JPA in practice

From:
Lew <noone@lewscanon.com>
Newsgroups:
comp.lang.java.programmer
Date:
Tue, 11 Aug 2009 09:50:11 -0400
Message-ID:
<h5rsuk$b05$1@news.albasani.net>
JPA (Java Persistence API) makes promises about injection of references and
behavior through magic annotations like @Entity and @PersistenceContext. To
keep those promises, JPA apps must deploy into containers that know how to
inject, like GlassFish or Spring or (supposedly) Java Server Faces (JSF). You
can still use JPA without injection in a leaner Tomcat environment.

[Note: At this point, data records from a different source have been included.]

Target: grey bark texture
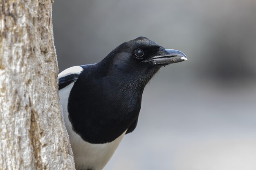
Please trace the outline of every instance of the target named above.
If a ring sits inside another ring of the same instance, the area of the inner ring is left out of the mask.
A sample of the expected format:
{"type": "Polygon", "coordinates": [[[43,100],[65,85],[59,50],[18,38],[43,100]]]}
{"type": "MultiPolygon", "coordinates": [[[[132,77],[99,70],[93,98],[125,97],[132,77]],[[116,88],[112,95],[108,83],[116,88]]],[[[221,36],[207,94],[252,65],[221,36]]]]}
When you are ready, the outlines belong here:
{"type": "Polygon", "coordinates": [[[74,170],[51,0],[0,0],[0,170],[74,170]]]}

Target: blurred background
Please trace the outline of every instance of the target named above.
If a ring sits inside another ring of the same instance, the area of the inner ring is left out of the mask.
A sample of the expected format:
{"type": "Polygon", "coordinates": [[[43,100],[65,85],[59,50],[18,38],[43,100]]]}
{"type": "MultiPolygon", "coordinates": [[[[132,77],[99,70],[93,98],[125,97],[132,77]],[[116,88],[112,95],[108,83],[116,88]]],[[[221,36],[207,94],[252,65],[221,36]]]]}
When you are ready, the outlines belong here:
{"type": "Polygon", "coordinates": [[[145,36],[181,51],[142,97],[138,125],[105,170],[256,169],[255,0],[62,0],[60,72],[145,36]]]}

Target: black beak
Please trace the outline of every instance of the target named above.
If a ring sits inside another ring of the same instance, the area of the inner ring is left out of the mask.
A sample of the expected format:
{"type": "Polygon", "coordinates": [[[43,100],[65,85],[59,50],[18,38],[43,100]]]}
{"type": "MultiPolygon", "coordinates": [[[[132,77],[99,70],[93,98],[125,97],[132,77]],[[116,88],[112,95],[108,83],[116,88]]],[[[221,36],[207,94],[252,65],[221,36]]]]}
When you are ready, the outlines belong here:
{"type": "Polygon", "coordinates": [[[175,50],[166,49],[167,54],[154,56],[146,61],[152,65],[166,65],[171,63],[181,62],[188,59],[182,52],[175,50]]]}

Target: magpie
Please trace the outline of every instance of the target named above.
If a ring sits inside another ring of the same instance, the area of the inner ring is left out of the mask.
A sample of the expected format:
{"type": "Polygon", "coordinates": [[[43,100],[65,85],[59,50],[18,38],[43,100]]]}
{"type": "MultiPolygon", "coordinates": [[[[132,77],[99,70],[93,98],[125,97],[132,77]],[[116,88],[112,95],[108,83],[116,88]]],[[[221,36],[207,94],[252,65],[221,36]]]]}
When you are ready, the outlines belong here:
{"type": "Polygon", "coordinates": [[[162,66],[187,60],[144,37],[119,45],[99,62],[58,75],[64,121],[78,170],[101,170],[136,127],[143,90],[162,66]]]}

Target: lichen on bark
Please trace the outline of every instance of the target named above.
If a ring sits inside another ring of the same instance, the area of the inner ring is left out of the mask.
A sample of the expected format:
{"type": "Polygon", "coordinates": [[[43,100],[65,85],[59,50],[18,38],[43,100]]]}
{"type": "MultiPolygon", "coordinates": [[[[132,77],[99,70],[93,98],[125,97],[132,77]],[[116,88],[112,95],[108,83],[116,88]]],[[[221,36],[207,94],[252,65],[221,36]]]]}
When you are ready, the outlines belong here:
{"type": "Polygon", "coordinates": [[[74,170],[58,94],[52,2],[0,1],[0,169],[74,170]]]}

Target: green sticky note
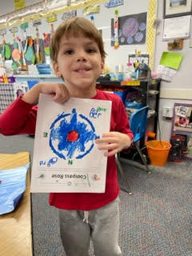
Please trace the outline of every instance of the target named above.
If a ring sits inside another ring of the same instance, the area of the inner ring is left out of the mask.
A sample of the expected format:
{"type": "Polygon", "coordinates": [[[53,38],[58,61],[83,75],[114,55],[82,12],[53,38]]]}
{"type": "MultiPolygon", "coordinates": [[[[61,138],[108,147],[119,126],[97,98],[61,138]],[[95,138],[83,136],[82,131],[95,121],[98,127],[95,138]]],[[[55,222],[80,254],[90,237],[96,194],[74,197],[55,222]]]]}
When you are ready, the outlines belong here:
{"type": "Polygon", "coordinates": [[[160,64],[178,70],[182,62],[183,54],[164,51],[162,54],[160,64]]]}

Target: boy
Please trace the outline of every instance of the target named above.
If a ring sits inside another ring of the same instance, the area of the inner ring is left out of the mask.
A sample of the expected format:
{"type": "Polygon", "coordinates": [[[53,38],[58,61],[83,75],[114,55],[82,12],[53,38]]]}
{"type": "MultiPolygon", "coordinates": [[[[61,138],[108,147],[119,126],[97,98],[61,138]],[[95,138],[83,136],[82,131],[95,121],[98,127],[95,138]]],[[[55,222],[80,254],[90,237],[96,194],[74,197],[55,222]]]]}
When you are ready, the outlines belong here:
{"type": "Polygon", "coordinates": [[[62,83],[38,83],[16,99],[0,116],[4,135],[34,134],[40,93],[53,95],[60,104],[70,97],[112,101],[110,131],[97,139],[107,150],[106,192],[50,193],[50,204],[58,208],[60,233],[67,256],[88,255],[90,238],[95,256],[122,255],[118,242],[118,194],[115,154],[130,146],[133,134],[118,96],[96,90],[104,67],[105,50],[100,33],[85,18],[63,22],[51,38],[50,57],[62,83]]]}

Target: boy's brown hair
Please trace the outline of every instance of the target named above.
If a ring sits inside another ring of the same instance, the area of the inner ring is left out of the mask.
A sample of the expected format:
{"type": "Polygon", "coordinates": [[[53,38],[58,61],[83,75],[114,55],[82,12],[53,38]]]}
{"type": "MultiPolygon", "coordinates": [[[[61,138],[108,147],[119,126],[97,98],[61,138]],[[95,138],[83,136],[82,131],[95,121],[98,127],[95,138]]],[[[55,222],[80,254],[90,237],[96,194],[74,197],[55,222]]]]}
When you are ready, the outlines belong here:
{"type": "Polygon", "coordinates": [[[86,38],[94,40],[98,46],[102,58],[105,58],[106,54],[104,50],[100,32],[95,26],[86,18],[74,17],[62,22],[51,37],[50,49],[50,58],[53,62],[57,62],[62,37],[65,34],[66,38],[70,36],[76,38],[79,33],[82,33],[86,38]]]}

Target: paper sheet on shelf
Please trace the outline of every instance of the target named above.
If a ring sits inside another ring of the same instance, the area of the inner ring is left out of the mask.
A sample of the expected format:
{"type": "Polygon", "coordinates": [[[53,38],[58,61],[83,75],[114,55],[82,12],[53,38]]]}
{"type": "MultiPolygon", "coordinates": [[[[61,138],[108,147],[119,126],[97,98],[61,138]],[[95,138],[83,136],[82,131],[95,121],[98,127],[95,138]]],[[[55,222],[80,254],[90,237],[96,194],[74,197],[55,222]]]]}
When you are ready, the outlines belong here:
{"type": "Polygon", "coordinates": [[[157,72],[161,74],[161,78],[167,82],[172,82],[177,70],[163,65],[158,65],[157,72]]]}
{"type": "Polygon", "coordinates": [[[94,140],[110,130],[110,101],[40,95],[31,192],[105,192],[107,158],[94,140]]]}
{"type": "Polygon", "coordinates": [[[182,57],[183,54],[164,51],[162,54],[160,65],[178,70],[179,68],[182,57]]]}

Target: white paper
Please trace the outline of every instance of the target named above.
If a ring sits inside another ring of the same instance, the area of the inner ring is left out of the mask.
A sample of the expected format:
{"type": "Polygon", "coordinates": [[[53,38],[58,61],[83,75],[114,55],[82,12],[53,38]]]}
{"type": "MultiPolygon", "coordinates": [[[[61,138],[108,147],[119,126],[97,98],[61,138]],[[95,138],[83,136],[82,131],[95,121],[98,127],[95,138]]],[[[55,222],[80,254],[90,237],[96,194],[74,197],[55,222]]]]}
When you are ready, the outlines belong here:
{"type": "Polygon", "coordinates": [[[110,101],[40,95],[31,192],[105,192],[107,158],[94,140],[110,130],[110,101]]]}
{"type": "Polygon", "coordinates": [[[163,39],[188,38],[190,36],[190,15],[164,19],[163,39]]]}

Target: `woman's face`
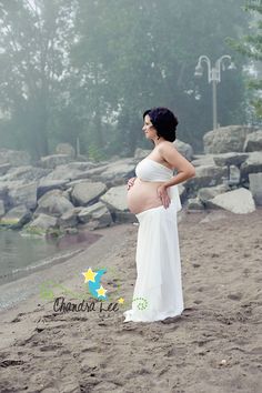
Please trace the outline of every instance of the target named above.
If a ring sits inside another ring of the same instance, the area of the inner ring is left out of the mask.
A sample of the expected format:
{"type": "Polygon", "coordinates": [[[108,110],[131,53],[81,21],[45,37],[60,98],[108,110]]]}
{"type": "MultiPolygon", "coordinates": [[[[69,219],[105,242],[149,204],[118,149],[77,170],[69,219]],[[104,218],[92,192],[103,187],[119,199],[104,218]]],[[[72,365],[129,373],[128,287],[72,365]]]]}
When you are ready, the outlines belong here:
{"type": "Polygon", "coordinates": [[[150,120],[149,114],[145,114],[145,117],[144,117],[142,130],[144,132],[145,138],[155,137],[155,130],[154,130],[154,127],[150,120]]]}

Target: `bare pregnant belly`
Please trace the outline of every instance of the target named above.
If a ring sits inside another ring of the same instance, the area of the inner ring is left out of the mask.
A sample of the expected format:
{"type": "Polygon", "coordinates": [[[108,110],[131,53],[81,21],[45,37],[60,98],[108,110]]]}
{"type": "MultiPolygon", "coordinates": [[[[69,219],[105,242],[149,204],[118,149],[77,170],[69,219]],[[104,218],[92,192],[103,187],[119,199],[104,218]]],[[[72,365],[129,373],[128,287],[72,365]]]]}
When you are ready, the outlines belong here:
{"type": "Polygon", "coordinates": [[[157,189],[164,182],[148,182],[139,178],[135,179],[133,185],[128,190],[128,208],[133,214],[141,213],[144,210],[158,208],[162,205],[161,199],[158,196],[157,189]]]}

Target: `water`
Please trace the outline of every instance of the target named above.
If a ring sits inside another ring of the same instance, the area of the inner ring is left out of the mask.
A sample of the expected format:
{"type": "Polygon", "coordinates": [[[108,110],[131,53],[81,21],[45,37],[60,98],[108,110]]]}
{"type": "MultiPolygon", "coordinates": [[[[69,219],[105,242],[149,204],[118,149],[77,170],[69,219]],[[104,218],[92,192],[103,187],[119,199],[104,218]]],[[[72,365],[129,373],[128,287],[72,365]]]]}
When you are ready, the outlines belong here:
{"type": "Polygon", "coordinates": [[[80,248],[87,248],[101,234],[80,231],[58,238],[22,236],[19,231],[0,231],[0,285],[46,268],[80,248]]]}

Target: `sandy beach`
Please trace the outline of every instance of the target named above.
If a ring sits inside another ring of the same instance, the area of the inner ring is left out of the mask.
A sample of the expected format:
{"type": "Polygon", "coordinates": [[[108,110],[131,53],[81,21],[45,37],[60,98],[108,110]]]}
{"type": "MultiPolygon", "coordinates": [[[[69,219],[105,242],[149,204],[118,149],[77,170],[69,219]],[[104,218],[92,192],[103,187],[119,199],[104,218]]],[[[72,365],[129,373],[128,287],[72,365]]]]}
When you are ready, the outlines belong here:
{"type": "Polygon", "coordinates": [[[81,253],[17,281],[36,289],[52,279],[79,293],[81,272],[105,266],[104,286],[123,303],[63,313],[39,292],[2,311],[0,392],[262,392],[261,223],[261,208],[179,213],[185,310],[165,323],[123,323],[137,274],[132,223],[99,230],[81,253]]]}

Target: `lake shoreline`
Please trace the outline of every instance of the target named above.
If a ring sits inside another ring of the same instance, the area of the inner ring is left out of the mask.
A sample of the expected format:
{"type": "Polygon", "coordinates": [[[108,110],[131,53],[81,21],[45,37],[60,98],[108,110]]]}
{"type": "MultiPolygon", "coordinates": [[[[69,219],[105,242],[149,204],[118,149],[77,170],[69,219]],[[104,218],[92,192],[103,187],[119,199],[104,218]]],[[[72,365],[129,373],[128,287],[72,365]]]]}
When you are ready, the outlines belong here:
{"type": "MultiPolygon", "coordinates": [[[[48,272],[80,292],[87,268],[111,268],[104,285],[112,301],[124,303],[117,312],[56,312],[52,300],[36,294],[0,313],[0,391],[262,391],[262,209],[179,216],[181,318],[123,323],[137,278],[138,226],[111,228],[48,272]]],[[[75,303],[70,293],[64,301],[75,303]]]]}

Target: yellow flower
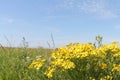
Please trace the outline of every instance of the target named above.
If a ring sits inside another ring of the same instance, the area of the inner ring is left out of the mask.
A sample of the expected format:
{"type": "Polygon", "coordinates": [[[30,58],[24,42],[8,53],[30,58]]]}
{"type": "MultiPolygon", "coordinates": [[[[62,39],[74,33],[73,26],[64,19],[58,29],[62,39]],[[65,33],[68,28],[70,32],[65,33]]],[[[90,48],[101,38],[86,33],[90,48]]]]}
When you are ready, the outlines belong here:
{"type": "Polygon", "coordinates": [[[101,69],[106,69],[107,65],[105,63],[100,64],[101,69]]]}
{"type": "Polygon", "coordinates": [[[110,75],[107,75],[107,76],[100,78],[100,80],[112,80],[112,79],[113,79],[113,77],[110,75]]]}
{"type": "Polygon", "coordinates": [[[55,61],[51,62],[51,64],[54,66],[63,67],[64,69],[75,68],[75,64],[69,60],[56,59],[55,61]]]}
{"type": "Polygon", "coordinates": [[[112,71],[120,71],[120,64],[119,65],[114,64],[113,68],[112,68],[112,71]]]}
{"type": "Polygon", "coordinates": [[[49,67],[48,70],[44,73],[48,78],[51,78],[53,76],[53,73],[55,72],[56,68],[49,67]]]}
{"type": "Polygon", "coordinates": [[[32,68],[35,68],[35,69],[40,69],[42,66],[43,66],[43,64],[44,64],[44,62],[45,62],[45,59],[38,59],[38,60],[35,60],[35,61],[33,61],[30,65],[29,65],[29,69],[32,69],[32,68]]]}

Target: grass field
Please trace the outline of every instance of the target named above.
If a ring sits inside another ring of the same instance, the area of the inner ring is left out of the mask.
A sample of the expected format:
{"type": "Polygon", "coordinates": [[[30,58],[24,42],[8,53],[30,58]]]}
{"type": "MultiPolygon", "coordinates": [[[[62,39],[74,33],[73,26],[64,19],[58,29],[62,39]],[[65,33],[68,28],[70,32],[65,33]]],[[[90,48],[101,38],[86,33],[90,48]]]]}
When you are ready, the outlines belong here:
{"type": "Polygon", "coordinates": [[[71,43],[56,50],[1,46],[0,80],[119,80],[120,45],[97,42],[71,43]]]}
{"type": "MultiPolygon", "coordinates": [[[[46,80],[42,71],[29,70],[38,57],[49,62],[51,50],[42,48],[0,48],[0,80],[46,80]]],[[[44,67],[45,68],[45,67],[44,67]]]]}

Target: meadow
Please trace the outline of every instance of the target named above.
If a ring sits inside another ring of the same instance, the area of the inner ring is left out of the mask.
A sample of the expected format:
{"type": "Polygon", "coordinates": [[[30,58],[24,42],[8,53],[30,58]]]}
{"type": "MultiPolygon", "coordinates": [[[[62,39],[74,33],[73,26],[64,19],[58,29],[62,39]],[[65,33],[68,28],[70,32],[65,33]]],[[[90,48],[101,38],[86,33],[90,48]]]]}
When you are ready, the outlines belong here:
{"type": "Polygon", "coordinates": [[[120,46],[70,43],[57,49],[0,47],[0,80],[119,80],[120,46]]]}

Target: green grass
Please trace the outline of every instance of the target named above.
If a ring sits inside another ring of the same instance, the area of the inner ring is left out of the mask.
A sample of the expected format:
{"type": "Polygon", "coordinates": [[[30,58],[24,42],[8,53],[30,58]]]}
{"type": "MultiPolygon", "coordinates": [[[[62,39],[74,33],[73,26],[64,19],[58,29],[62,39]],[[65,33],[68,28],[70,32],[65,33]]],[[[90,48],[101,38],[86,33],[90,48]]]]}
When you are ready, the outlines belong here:
{"type": "Polygon", "coordinates": [[[43,71],[29,70],[28,66],[36,57],[50,61],[50,49],[3,48],[0,47],[0,80],[47,80],[43,71]]]}

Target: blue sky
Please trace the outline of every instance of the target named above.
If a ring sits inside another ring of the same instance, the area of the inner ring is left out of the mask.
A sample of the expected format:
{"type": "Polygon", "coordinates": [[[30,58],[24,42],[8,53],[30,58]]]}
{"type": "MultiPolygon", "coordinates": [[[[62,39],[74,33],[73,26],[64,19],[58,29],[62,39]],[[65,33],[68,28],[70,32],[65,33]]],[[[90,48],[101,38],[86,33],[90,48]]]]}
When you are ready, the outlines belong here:
{"type": "Polygon", "coordinates": [[[0,0],[0,44],[56,47],[70,42],[120,41],[120,0],[0,0]]]}

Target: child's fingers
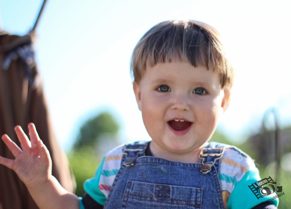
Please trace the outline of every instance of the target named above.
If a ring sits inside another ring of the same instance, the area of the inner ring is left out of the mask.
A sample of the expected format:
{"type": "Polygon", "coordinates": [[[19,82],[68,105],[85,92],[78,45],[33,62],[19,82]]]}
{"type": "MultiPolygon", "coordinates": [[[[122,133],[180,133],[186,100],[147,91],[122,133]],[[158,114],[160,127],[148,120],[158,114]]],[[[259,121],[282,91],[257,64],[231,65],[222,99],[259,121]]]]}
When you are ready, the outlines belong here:
{"type": "Polygon", "coordinates": [[[21,144],[21,147],[22,150],[24,150],[30,148],[31,147],[30,142],[20,126],[16,126],[14,128],[14,130],[19,141],[21,144]]]}
{"type": "Polygon", "coordinates": [[[28,131],[30,138],[30,141],[33,146],[37,145],[38,142],[40,140],[37,133],[36,127],[32,123],[28,124],[28,131]]]}
{"type": "Polygon", "coordinates": [[[22,152],[21,149],[6,134],[2,136],[2,140],[15,158],[22,152]]]}
{"type": "Polygon", "coordinates": [[[13,167],[14,161],[14,160],[13,160],[8,159],[0,156],[0,163],[10,169],[13,169],[12,167],[13,167]]]}
{"type": "Polygon", "coordinates": [[[40,140],[38,142],[38,146],[39,150],[39,156],[40,157],[40,159],[44,162],[49,162],[50,160],[49,152],[45,144],[42,142],[42,141],[40,140]]]}

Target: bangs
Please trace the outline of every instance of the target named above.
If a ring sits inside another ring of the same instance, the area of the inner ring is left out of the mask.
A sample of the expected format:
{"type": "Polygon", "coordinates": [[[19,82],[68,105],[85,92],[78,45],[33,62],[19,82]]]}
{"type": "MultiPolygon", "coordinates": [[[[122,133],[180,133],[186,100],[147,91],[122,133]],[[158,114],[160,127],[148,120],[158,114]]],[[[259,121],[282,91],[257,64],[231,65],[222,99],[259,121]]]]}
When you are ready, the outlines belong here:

The key enablers to JPA are EntityManagerFactory and EntityManager. You
define a bunch of @Entity classes to pull database information into your
object model as value objects. Logic instances, i.e., business processes that
use these entities need an EntityManager to bind the objects to their data
store backing. For non-injected environments like plain Tomcat, you use a
static method to create the factory:

public class Util
{
  private static final String PUNIT = "projectPU";
  private static final EntityManagerFactory EMFCANON =
    Persistence.createEntityManagerFactory( PUNIT );

  public static EntityManagerFactory getEmf()
  {
    return EMFCANON;
  }
}

The factory will be heavy but thread safe. Request processors get their
lightweight, non-thread-safe EntityManagers from the common factory:

public class BizProcess
{ ...
  public String submit()
  {
    EntityManager emgr = Util.getEmf().createEntityManager();
    try
    {
     Entity e = new Entity();
     fill( e );
     emgr.getTransaction().begin();
     emgr.merge( e );
     emgr.getTransaction().commit();
    }
    finally
    {
      emgr.close();
    }
  }
}

Not as sexy as @PersistenceContext() but it works.